Por quase um século, cientistas debateram como os ancestrais mamíferos conseguiam ouvir. A teoria prevalente, proposta há cerca de 50 anos pelo paleontólogo Edgar Allin da Universidade de Illinois Chicago, sugeria que cinodontes como o Thrinaxodon ouviam principalmente por condução óssea, ou pela “audição pela mandíbula”, percebendo vibrações do solo. Contudo, essa ideia carecia de testes biomecânicos robustos.

Avanços tecnológicos revolucionaram a paleontologia, permitindo análises detalhadas sem danificar fósseis. Alec Wilken, estudante de pós-graduação que liderou o estudo, utilizou tomografias computadorizadas de alta resolução do crânio e mandíbula do Thrinaxodon, no PaleoCT Laboratory da Universidade de Chicago. Essas imagens geraram um modelo 3D preciso, crucial para a investigação de como o som viajaria pela anatomia do animal.

A equipe empregou um software de engenharia, Strand7, para realizar uma análise de elementos finitos. Esse método, comumente usado em projetos de pontes e aeronaves, simulou como o crânio e a mandíbula do Thrinaxodon reagiriam a diferentes pressões e frequências sonoras. Os dados sobre espessura, densidade e flexibilidade de ossos e ligamentos de animais vivos foram aplicados para garantir a precisão, segundo a ScienceDaily.

O Thrinaxodon e a evolução do ouvido médio

O Thrinaxodon, um cinodonte do Triássico Inferior, é um exemplo primordial de transição evolutiva. Ele já possuía características mamíferas, como dentes especializados e um palato modificado, mas seus ossos do ouvido — martelo, bigorna e estribo — ainda estavam conectados à mandíbula.

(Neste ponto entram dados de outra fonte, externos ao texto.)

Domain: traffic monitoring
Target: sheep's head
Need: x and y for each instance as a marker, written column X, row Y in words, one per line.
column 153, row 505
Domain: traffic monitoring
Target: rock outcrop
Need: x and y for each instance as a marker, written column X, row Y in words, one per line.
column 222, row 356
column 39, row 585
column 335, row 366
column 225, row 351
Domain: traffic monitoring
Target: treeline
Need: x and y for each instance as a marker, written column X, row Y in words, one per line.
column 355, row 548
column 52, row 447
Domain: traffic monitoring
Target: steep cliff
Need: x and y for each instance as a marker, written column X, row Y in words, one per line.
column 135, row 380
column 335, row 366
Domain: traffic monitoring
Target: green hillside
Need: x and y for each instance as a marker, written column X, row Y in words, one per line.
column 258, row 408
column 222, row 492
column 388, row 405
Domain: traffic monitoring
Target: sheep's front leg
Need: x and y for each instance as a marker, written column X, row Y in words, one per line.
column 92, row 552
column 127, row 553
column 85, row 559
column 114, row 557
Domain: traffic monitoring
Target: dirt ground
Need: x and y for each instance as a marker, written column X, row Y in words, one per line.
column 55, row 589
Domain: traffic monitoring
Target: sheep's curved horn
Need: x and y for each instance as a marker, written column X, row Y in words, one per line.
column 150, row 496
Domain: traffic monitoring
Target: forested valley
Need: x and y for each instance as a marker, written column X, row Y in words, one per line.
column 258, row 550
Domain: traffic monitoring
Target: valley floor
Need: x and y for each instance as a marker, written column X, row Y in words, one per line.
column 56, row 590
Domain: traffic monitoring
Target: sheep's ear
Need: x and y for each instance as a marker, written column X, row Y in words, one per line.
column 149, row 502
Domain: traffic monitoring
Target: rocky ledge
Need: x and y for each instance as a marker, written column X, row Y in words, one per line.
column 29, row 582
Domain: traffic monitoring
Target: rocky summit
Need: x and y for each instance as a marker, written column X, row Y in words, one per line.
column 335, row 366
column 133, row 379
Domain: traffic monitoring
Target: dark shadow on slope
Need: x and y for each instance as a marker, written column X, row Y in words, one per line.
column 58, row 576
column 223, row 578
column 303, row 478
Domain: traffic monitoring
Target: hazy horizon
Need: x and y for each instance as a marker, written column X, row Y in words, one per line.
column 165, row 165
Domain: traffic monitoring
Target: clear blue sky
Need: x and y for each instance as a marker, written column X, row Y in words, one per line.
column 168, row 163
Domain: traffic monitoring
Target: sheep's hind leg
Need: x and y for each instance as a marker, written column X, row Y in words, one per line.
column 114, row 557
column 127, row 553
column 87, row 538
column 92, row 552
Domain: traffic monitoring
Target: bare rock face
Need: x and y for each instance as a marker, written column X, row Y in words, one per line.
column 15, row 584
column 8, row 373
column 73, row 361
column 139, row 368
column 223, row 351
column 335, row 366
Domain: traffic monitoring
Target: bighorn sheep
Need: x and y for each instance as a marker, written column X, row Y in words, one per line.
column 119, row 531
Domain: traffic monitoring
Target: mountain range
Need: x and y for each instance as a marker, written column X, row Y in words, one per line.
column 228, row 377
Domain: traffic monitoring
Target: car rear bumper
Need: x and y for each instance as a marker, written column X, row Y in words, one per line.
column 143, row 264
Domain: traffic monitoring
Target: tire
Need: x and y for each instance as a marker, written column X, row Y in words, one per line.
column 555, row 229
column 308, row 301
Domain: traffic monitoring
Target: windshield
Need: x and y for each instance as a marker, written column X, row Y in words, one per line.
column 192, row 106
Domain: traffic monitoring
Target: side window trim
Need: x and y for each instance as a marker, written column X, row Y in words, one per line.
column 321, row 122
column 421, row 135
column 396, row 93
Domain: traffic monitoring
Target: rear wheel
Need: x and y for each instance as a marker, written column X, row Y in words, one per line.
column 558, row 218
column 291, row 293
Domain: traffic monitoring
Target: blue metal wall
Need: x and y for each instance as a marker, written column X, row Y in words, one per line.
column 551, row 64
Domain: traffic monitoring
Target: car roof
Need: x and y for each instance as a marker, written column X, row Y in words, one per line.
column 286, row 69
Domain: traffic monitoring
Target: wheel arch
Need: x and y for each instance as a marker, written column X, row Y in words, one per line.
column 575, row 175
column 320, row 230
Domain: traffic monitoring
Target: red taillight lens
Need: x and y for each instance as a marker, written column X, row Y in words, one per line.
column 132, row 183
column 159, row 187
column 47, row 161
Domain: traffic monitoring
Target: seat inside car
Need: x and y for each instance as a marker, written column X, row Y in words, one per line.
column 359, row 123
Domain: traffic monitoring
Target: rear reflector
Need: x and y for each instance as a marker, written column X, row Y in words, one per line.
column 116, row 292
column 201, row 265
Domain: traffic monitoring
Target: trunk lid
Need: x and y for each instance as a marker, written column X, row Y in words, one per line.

Essa conexão foi uma etapa intermediária antes da separação que formou o ouvido médio dos mamíferos modernos.

Os resultados das simulações, publicadas na revista PNAS, foram categóricos: um tímpano posicionado em uma seção curva do osso da mandíbula permitiria ao Thrinaxodon captar sons aéreos de forma muito mais eficiente do que apenas pela condução óssea. Essa evidência empurra a origem de um tímpano funcional para a audição de sons no ar em quase 50 milhões de anos.

Para os pesquisadores da Universidade de Chicago, essa descoberta é significativa porque estabelece um marco anterior para uma característica que se tornaria definidora para os mamíferos. A capacidade de detectar uma gama mais ampla de sons, em volumes variados, provou ser um diferencial competitivo crucial para a sobrevivência e proliferação dos mamíferos primitivos.

A revelação sobre a audição do Thrinaxodon não apenas reescreve uma página importante da história evolutiva, mas também sublinha o poder das ferramentas computacionais na paleontologia. A modelagem biomecânica, combinada com a análise de fósseis, continuará a desvendar mistérios sobre como a vida se adaptou e evoluiu. Novas pesquisas podem focar em outros cinodontes, buscando mais evidências dessa complexa transição auditiva.